What do hawks make of this world?

Eyebrow to eyebrow with Death,
do they too, smell his breath?

The Buddha Said

The world’s on fire.

Fueled by fear,
us versus them,

Frantic cycles
of grasping, hatred,

fight, flight, freeze.

The Buddha said,
The world’s on fire.

How much more so


And yet

we still deny it.

What more does it take?

The threat
of nuclear war,

the paralyzed panic
of icecap meltdown,

the ravages of Covid,
people of color squelched,

lynchings, protests,
tear gas, riots.

The world’s on fire


And yet

we still deny it.

There’s no time
for blame and shame.

Put aside
your monkey-mind.

Dowse the flames
that rage within you.

The world’s on fire.
Both your hands are free.

John Whitney Steele, assistant editor of Think: A Journal of Poetry, Fiction and Essays, graduated from the MFA Poetry Program at Western Colorado University.

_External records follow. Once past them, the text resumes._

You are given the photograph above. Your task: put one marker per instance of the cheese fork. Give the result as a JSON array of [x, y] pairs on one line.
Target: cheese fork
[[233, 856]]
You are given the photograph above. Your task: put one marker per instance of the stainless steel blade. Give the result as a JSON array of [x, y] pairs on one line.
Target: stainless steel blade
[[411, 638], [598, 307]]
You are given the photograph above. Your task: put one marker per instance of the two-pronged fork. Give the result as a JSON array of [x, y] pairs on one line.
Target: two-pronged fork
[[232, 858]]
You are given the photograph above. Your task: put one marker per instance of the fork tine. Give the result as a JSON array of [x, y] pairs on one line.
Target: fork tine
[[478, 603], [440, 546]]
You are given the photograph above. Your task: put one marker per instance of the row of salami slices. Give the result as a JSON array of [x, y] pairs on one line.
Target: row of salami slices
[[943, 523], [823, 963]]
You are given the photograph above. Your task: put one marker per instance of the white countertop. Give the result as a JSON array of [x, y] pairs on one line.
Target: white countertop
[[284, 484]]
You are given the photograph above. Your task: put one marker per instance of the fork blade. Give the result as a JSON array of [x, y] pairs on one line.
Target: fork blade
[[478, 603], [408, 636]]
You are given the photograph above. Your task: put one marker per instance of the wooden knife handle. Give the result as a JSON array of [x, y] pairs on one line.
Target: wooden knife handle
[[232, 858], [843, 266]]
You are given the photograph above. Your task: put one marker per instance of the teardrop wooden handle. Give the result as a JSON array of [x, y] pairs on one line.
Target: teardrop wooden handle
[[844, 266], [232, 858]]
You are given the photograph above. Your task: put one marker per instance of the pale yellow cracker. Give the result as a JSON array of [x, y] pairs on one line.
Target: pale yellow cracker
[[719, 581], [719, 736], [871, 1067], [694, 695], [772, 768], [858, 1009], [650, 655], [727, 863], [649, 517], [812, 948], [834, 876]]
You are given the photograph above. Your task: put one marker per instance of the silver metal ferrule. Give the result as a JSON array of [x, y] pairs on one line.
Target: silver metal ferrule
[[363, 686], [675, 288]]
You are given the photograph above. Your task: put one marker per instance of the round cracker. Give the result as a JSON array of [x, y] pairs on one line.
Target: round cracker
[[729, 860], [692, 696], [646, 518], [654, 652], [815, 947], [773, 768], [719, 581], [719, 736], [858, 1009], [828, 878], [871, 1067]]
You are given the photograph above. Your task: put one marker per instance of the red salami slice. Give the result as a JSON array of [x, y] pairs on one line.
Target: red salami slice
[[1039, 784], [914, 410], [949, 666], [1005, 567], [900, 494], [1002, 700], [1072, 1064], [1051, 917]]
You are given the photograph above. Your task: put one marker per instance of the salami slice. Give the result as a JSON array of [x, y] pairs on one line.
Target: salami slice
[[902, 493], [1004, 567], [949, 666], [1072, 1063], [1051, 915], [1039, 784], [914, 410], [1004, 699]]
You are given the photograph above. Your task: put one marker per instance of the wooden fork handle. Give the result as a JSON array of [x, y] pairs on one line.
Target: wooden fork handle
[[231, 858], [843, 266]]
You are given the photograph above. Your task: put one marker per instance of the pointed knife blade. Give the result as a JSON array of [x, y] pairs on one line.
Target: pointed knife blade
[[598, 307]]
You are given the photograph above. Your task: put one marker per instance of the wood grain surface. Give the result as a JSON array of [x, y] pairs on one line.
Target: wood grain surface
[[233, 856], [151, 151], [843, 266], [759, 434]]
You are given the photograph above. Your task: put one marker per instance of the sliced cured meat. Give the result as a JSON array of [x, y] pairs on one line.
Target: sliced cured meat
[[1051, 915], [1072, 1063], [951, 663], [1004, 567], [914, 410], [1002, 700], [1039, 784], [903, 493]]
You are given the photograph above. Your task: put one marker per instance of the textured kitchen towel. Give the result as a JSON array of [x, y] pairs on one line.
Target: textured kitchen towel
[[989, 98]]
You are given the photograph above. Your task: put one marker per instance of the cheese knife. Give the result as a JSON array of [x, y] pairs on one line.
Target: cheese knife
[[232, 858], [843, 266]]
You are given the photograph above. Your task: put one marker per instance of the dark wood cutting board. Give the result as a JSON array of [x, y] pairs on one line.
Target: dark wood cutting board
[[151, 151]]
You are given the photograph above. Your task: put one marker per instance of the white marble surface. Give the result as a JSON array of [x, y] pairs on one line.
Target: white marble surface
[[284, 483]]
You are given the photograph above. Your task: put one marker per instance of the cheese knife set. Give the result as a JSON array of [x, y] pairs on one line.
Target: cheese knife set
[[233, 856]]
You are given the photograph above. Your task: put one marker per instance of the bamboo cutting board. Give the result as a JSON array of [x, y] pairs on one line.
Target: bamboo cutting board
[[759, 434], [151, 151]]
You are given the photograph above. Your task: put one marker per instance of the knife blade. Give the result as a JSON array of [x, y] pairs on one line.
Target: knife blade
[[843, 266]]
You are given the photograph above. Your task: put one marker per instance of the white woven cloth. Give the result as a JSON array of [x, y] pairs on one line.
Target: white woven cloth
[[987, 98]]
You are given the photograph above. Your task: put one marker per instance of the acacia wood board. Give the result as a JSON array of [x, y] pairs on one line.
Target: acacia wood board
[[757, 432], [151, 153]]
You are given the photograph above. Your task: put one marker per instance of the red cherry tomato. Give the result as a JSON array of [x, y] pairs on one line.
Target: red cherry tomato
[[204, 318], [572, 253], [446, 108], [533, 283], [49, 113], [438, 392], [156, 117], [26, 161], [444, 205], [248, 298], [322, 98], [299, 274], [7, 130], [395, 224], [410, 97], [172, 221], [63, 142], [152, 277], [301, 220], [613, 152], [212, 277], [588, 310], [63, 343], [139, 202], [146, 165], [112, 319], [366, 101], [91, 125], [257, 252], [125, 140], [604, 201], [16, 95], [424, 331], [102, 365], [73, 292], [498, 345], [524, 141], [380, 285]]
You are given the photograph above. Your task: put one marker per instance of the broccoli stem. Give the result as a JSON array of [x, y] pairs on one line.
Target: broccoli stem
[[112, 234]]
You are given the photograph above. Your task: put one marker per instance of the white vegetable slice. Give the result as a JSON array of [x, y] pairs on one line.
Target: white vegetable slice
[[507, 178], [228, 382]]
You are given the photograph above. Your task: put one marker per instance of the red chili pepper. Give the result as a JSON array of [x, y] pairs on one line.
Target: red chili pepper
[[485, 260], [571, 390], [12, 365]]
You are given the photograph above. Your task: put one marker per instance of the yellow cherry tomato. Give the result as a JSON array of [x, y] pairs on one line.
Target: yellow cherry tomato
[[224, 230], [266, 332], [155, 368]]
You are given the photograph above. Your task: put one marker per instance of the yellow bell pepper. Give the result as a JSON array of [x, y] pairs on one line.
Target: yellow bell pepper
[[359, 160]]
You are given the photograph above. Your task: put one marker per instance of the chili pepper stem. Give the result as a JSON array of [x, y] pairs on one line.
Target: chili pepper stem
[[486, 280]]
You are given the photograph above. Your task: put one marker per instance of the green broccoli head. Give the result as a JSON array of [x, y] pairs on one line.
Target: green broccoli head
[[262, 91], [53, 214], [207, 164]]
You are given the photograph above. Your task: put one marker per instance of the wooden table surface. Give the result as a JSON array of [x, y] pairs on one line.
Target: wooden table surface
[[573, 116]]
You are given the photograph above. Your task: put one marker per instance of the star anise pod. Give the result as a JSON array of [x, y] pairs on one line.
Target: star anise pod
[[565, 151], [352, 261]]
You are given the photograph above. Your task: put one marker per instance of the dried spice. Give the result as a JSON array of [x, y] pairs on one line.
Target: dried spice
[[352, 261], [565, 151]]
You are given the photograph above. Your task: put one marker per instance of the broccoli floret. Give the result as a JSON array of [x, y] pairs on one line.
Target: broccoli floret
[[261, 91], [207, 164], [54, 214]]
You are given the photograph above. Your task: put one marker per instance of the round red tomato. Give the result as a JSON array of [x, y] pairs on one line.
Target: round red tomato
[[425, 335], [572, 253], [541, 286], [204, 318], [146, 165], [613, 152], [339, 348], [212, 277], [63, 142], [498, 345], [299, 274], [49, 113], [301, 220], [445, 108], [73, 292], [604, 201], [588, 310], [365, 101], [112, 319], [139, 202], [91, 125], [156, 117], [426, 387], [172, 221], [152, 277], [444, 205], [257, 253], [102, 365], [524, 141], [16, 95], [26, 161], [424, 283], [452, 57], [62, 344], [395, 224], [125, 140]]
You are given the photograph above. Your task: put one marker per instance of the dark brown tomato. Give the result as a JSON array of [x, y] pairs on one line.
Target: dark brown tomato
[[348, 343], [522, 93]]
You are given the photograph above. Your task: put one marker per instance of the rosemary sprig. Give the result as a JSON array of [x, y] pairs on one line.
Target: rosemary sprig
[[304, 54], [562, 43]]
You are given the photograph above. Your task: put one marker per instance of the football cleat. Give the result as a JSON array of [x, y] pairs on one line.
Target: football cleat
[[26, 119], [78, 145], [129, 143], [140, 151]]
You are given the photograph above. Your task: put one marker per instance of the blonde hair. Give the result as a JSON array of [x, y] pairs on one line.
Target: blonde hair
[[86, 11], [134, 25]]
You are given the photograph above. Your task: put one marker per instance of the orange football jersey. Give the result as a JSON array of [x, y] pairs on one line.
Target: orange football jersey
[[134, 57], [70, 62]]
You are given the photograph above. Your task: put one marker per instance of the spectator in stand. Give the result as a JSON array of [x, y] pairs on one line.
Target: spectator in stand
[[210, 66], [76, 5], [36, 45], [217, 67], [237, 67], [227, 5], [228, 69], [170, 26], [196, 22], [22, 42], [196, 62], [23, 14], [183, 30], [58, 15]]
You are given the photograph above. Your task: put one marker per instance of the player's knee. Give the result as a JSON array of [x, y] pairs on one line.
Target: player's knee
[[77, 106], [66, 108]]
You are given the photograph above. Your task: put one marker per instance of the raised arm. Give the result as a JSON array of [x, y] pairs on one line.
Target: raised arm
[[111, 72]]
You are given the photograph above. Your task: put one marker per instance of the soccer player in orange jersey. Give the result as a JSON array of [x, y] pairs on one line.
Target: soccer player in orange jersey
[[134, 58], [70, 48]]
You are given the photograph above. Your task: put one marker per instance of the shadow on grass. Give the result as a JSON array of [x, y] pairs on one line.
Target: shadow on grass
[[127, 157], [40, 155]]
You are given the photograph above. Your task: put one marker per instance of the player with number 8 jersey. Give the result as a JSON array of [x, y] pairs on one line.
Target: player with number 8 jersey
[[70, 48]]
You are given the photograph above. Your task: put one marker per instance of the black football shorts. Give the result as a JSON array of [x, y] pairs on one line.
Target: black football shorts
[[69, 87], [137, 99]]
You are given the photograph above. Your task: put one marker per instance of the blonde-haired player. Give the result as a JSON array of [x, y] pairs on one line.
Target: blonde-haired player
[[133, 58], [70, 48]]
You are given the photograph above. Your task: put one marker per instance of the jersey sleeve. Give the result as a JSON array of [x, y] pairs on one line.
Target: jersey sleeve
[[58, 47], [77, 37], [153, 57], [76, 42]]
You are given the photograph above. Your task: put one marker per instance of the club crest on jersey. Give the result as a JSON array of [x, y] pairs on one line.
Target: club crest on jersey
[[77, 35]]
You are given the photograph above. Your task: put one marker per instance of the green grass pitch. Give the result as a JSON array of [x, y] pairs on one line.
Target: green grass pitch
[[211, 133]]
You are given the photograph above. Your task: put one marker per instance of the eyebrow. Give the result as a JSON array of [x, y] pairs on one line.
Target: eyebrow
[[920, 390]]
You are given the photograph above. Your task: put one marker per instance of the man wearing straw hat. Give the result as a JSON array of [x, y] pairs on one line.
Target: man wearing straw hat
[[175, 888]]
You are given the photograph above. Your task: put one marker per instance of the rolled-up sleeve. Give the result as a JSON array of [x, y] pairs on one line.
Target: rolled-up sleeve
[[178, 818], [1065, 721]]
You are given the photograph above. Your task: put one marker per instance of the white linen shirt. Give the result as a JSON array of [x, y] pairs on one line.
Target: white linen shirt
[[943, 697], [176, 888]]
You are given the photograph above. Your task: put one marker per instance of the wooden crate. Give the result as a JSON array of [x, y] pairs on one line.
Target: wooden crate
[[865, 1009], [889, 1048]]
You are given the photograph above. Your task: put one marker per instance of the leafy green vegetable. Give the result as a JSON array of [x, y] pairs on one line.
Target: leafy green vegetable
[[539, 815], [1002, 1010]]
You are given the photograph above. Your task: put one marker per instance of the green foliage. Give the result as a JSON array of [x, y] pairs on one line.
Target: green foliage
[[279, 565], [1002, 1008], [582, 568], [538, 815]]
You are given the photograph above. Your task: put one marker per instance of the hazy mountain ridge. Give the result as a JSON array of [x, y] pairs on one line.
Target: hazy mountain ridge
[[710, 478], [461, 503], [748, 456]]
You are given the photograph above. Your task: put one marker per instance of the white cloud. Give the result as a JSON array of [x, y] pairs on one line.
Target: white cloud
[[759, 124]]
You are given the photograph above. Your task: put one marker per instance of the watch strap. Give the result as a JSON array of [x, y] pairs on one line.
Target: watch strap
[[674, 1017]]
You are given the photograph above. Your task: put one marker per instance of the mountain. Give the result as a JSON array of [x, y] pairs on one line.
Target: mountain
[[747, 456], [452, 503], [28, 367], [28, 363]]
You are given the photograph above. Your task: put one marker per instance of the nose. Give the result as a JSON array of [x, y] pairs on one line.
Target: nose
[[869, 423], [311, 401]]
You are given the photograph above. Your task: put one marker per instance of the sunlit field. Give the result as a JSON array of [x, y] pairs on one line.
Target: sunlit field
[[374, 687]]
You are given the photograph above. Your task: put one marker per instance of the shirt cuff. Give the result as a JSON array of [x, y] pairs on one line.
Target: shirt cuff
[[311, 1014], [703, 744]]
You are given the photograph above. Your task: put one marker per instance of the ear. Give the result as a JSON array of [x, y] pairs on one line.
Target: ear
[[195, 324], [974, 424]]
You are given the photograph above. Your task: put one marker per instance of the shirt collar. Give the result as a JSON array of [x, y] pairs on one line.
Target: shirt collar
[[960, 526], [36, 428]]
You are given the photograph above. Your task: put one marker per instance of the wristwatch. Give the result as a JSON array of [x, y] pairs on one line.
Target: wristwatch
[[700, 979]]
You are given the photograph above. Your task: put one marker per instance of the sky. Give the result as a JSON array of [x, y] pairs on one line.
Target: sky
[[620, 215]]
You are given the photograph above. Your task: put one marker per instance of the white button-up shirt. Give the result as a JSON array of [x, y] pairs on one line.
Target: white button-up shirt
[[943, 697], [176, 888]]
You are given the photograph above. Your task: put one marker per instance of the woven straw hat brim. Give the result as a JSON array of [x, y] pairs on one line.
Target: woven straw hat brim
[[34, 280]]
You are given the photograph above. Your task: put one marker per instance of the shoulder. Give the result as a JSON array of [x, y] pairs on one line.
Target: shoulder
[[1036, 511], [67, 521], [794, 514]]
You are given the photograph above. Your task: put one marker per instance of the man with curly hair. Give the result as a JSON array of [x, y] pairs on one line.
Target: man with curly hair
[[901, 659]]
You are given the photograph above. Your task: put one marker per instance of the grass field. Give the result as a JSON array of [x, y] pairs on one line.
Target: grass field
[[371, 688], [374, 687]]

His poetry has appeared or is forthcoming in Amethyst Review, Autumn Sky, Boulder Weekly, Buddhist Poetry Review, Blue Unicorn, Colorado Sun, Copperfield Review, Eastern Forms, Heron Clan Anthology, IthacaLit, The Lyric, New Verse News, The Orchards, Peacock, Road Not Taken, Society of Classical Poets, Urthona Journal of Buddhism, and Verse-Virtual.